Skocz do zawartości
Forum

bagi

Użytkownik
  • Postów

    0
  • Dołączył

  • Ostatnia wizyta

    nigdy

Odpowiedzi opublikowane przez bagi

  1. pasia ale masz śliczniusią Córeczkę a jaka już duża...ile już waży? super że potrafi już chwytać zabawki - chyba będę mojemu Misiowi też uporczywie wkładać zabawki do rączek :) może w końcu zaczai o co w tym chodzi :)
    od wczoraj tak się rozgadał że mi to ze szczęścia normalnie łzy w oczach stoją jak Go tak najdzie i sobie gaworzy a ile sam z tego ma wtedy radości - uśmiech od ucha do ucha :)
    ehhh słodziaki te nasze dzieciaki :) co byśmy bez Nich zrobiły :) pozdrawiamy cieplutko!!!

  2. justine i pasia - DUŻO zdrówko dla pociech!!! oby szybko wyzdrowiały!
    majka - odnośnie miejsca po szczepieniu - to ja też byłam wystraszona i pytałam o to położnej - powiedziała że jeśli tylko nie sączy się z tego ropa to jest normalne - gdyby się sączyła trzeba podejść do lekarza.
    Mam do Was pytanie - czy Wasze dzieciaczki trzymają już w rączkach zabawki? gdzieś wyczytałam że Mój Misio (ma teraz 12 tydzień) powinien trzymać i troche się martwie bo jak mu w rączkę wkładam grzechotke to On jeszcze nie jest świadomy tego... póki co jest na etapie oglądania swoich rączek, trącania rączkami zabawek nad wózkiem i wkładaniem rączek do buzi....a jak u Was to wygląda?

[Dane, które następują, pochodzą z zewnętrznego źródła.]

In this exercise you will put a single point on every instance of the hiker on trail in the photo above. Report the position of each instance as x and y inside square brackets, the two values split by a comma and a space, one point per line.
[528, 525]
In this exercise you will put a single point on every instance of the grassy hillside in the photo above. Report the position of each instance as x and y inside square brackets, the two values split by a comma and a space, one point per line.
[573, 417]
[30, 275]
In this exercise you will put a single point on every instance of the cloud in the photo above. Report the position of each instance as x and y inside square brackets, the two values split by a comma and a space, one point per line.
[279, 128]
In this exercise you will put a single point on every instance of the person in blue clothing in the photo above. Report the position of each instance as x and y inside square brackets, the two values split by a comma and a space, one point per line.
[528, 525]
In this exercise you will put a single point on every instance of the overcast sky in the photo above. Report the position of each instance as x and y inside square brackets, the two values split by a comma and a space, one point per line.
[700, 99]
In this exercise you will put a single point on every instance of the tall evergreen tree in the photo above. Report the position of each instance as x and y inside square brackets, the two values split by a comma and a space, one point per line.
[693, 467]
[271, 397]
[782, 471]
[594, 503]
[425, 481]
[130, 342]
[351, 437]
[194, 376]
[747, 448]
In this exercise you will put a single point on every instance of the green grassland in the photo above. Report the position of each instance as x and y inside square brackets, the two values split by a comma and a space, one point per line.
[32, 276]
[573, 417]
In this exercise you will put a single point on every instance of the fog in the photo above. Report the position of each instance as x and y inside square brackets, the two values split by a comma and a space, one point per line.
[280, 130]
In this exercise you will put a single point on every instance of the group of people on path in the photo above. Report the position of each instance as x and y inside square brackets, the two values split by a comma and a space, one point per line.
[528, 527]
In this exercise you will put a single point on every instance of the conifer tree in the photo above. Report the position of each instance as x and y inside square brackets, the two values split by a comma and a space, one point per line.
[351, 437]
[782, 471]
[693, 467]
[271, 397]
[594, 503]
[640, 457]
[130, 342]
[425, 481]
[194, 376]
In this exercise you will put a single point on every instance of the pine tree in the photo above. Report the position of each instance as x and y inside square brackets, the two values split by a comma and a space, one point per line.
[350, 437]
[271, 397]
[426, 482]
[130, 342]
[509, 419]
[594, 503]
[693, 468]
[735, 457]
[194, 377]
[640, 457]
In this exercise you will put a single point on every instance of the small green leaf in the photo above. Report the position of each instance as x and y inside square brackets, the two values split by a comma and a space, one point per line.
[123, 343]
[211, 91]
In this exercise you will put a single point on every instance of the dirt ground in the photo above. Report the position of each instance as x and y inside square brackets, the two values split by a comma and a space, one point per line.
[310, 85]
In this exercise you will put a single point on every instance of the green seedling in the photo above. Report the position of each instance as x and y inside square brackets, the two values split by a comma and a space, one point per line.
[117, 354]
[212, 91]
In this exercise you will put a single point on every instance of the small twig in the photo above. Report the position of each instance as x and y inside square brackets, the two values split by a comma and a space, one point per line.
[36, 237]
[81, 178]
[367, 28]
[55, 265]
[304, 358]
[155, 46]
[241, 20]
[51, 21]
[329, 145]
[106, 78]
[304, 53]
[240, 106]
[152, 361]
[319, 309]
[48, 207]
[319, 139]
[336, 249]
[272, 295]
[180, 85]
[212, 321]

  3. wiecie co - to narzekanie chyba u mnie też trochę pomogło. Wczoraj cały dzień był jakiś taki miły - nie kłóciliśmy się co się ostatnio rzadko zdarzało żeby się o coś nie posprzeczać....
    rano tylko siłą go z łóżka ściągnęłam ale później już było ok i nawet wieczorem tak mi się zasnęło, że jak Misio się obudził o 23:30 to bez gadania dał mu butelke i nawet mi powiedział - nie wstawaj, odpocznij - ja się nim zajmę....naprawdę aż miło...
    co do mleka - to ja odciągam swoje mleko i podaje mu z butli + na wieczór 2 razy dokarmiam bebilonem HA.
    mojego potrafi zjeść 140 i mu mało a modyfikowanego różnie - zależy chyba od tego jaki jest głodny - czasem 120 mu starczy a kiedyś nawet 150 zjadł - więc hmm może nie jest tak źle bo się martwiłam że to dużo za dużo jak na niego ale niebawem (26.04) kończy 3m-ce wiec chyba jest ok. W piątek byliśmy na usg główki i na szczęście wszystko w porządku i ważymy już 5740g - Mój Mały Wielki Człowieczek!!! pamiętam że na początki jak wróciłam do domu byłam tym wszystkim strasznie przerażona, czułam taki hmm jakby strach... a teraz nie raz patrze na Synusia i łzy w oczach ze szczęścia mi stają - nie potrafiłabym już żyć bez Niego, a te uśmiechy i guganie - normalnie bajka! :) żeby jeszcze Ci nasi faceci się poprawili...ehhh - u mnie jakby było tak jak wczoraj - to byłabym przeszczęśliwa - tylko boje się że to tylko chwilowa poprawa :(

  4. majka - tak to już jest z tymi chłopami :( my jeszcze jesteśmy przed ślubem ale odkąd się Mały urodził to mnie jego zachowanie drażni! Wszystko musze mu mówić - nic sam nie zrobi - zero inicjatywy. Tyle razy się już ostatnio pokłóciliśmy że zaczynam się zastanawiać czy warto brać ten ślub.... Ja lubie w domu porządek a jemu nie zależy - może być syf jak nie wiem i go to nie rusza :( tydzień temu jak robiliśmy chrzciny a robiliśmy je w domu to w czwartek, piątek i sobote byłam już od 6 na nogach - starałąm się żeby wszystko to jakoś wyszło a On w sobote (bo w sobote był chrzest) do południa w najlepsze sobie śpi bo jest tak zmęczony i nie wyspany....a mi kurde wszyscy w domu pomagają jak mogą żeby się wyrobić a ten śpi....myślałam że mnie rozniesie...z soboty na niedziele spałam może 3h bo jak goście poszli to chciałam posprzątać a wiadome jak przy dziecku - trzeba było wstać i się Nim zająć, a On oczywiście całą niedziele przespał wiec się do niego nie odzywałam to pretensje miał że go na obiad nie obudziłam - jakby cholerka nie wiedział kiedy jest pora obiadowa....ehh także niestety u mnie też kolorowo nie jest :( dlatego troche mnie pocieszyłyście że nie tylko ja nie mam takie fajnej pomocy od drugiej połówki. Zazdroszcze dziewczynom które takie wsparcie mają bo to naprawde ważne - niewiecie nawet jakie skarby macie w domu :) ehhh przepraszam że się tak rozpisałam ale chciałam się wyżalić...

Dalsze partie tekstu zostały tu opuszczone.